Returning to Champions Trophy hockey tournament after six years, India are confronted with a test of character as they take on England the lung-opener here on Saturday, aiming to wipe off the bitter memories of their London Olympic debacle.
India's return to the Champions Trophy for the first time since 2005 comes through a wildcard invitation, and the team is well aware that their performance at the State Hockey Centre will be under scrutiny.
The Champions Trophy marks the first international assignment for the Indians after the London Olympics, apart from the nine-a-side International Super Series in Perth on way to Melbourne.
The Indian team's lone victory in Perth was a 5-2 triumph against Pakistan in the league encounter. But Pakistan turned the tables to prevail by an identical score-line in the bronze medal playoff that left India bottom-placed in the four-nation tournament.

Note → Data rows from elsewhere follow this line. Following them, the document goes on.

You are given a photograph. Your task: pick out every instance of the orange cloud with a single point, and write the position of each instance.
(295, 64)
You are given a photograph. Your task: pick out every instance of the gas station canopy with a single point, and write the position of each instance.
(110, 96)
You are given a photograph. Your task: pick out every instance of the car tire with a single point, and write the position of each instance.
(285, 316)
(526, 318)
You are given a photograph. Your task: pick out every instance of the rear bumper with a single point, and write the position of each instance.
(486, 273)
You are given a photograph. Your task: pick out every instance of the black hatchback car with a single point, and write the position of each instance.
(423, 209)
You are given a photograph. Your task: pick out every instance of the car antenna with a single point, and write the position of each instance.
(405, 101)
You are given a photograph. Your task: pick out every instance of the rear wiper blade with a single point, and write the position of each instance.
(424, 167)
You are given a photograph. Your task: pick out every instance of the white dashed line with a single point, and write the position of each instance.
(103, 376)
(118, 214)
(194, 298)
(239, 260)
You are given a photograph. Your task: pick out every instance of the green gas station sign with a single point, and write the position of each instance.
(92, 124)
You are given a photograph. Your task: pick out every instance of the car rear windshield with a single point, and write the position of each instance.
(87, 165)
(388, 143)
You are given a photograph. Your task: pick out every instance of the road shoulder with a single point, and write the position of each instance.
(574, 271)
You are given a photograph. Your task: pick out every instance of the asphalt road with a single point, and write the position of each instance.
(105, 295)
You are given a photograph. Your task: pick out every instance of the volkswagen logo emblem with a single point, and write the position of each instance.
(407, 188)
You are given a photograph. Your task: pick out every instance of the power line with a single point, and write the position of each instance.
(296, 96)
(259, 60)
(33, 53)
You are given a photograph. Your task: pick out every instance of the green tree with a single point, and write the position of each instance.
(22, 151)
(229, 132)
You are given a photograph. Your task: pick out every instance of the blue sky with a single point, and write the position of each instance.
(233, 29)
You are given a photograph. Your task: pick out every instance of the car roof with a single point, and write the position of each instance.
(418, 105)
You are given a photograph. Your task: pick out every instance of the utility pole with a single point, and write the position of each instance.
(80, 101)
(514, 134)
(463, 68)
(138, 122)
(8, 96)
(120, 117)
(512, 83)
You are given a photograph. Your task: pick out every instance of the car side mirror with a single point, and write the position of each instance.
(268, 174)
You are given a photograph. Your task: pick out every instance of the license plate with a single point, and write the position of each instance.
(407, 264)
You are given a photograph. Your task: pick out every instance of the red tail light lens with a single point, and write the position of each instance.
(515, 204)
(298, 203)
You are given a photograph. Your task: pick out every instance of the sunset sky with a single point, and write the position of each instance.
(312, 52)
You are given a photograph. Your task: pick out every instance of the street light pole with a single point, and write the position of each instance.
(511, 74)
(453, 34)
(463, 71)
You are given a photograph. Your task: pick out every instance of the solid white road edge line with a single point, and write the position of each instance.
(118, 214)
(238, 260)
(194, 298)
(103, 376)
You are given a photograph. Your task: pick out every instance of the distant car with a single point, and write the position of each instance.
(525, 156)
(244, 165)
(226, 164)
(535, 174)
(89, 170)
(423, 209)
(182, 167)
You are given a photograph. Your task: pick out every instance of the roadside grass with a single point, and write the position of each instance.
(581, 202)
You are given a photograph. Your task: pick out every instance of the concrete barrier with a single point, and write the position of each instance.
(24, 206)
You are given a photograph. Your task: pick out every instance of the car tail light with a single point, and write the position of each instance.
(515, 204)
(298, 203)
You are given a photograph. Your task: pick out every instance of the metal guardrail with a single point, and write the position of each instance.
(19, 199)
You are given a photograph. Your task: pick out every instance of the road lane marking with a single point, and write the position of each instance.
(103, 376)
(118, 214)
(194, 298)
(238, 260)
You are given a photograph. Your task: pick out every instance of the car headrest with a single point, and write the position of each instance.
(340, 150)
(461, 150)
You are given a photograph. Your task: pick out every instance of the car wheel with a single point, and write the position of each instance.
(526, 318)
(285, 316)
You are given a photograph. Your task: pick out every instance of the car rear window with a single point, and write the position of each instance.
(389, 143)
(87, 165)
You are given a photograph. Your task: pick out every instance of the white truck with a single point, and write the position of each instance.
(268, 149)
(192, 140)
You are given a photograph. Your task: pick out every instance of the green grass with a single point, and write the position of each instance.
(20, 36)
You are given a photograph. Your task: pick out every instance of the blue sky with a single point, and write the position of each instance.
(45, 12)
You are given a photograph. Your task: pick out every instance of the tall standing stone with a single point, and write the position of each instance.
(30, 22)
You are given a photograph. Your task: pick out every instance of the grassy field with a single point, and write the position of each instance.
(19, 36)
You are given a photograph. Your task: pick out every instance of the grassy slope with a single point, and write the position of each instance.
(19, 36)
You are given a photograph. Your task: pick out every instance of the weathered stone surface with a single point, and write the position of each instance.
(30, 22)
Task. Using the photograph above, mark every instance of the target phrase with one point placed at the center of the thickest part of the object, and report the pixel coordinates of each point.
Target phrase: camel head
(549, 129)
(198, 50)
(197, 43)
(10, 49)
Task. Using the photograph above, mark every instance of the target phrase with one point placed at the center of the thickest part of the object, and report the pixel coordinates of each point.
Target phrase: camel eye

The wildcard status for India comes a year after the team lost a chance to play in the Champions Trophy as hosts when the International Hockey Federation (FIH) moved the event out of New Delhi to Auckland citing governance issues in Indian hockey.
India's coach Michael Nobbs and captain Sardar Singh are hopeful of a decent show despite the absence of several senior players who lost their berths in the national squad in the aftermath of the bottom spot at the Olympics.
Nobbs, a former Australian international, obviously wants to forget about the disastrous outing London turned out for his team. He wants his young wards to gain from the experience this Champions Trophy outing would provide them.
"We obviously had some problems with our game structure in London and that's something no one would like to remember, but we have to look ahead now," said Nobbs.
"The Champions Trophy provides a big opportunity for the youngsters, who will be up against the best players in the world. On our part, we need to provide them the opportunity to develop, and this is a fantastic chance to do so," added Nobbs.
Sardar, the team's star player, is back in the captain's role and should be an inspiration for the youngsters, who have come into the side after several seasoned players were left out.
Penalty corner ace Sandeep Singh and ex-captain Shivendra Singh were dropped at the team selection after the preparatory camp. Others losing out on national selection were goalkeeper Bharat Chetri, who led the team in the Olympics, and the seasoned trio of Ignace Tirkey, Tushar Khandekar and Gurbaj Singh.
"We need to produce our best hockey to be competitive here," said Sardar.
"To start with, the team needs to gel well. There are several youngsters who will be striving to make a mark, and they've worked hard in the training sessions," said Sardar, whose team had an early morning training session at the venue this morning.
Sardar's deputy, VR Raghunath, will find himself in the role of the penalty corner shooter in the absence of Sandeep in the tournament where the preliminary league matches will be of little consequence in the final standings as all eight teams will move into the quarterfinals.
India are placed in Pool A along with reigning Olympic champions Germany, England and New Zealand, while hosts Australia, the Netherlands, Pakistan and Belgium feature in Group B.
World Cup holders Australia have won the past four editions of the Champions Trophy, Rankled by their inability to add the Olympic title to their collection, Australia are expected to come out charging to start their campaign against Belgium tomorrow.
In other matches, the Netherlands will play against Pakistan and Germany will meet New Zealand in the opening round.
India's pool fixtures are against England, New Zealand (December 2) andÂ Germany (December 4).
Although all four teams will get to play in the quarterfinals, a good show and some points in the three group games will boost the confidence of the Indian team. It can also earn easier quarterfinal opponents.
India's lone medal in the elite Champions Trophy was a bronze they won in 1982 at Amsterdam.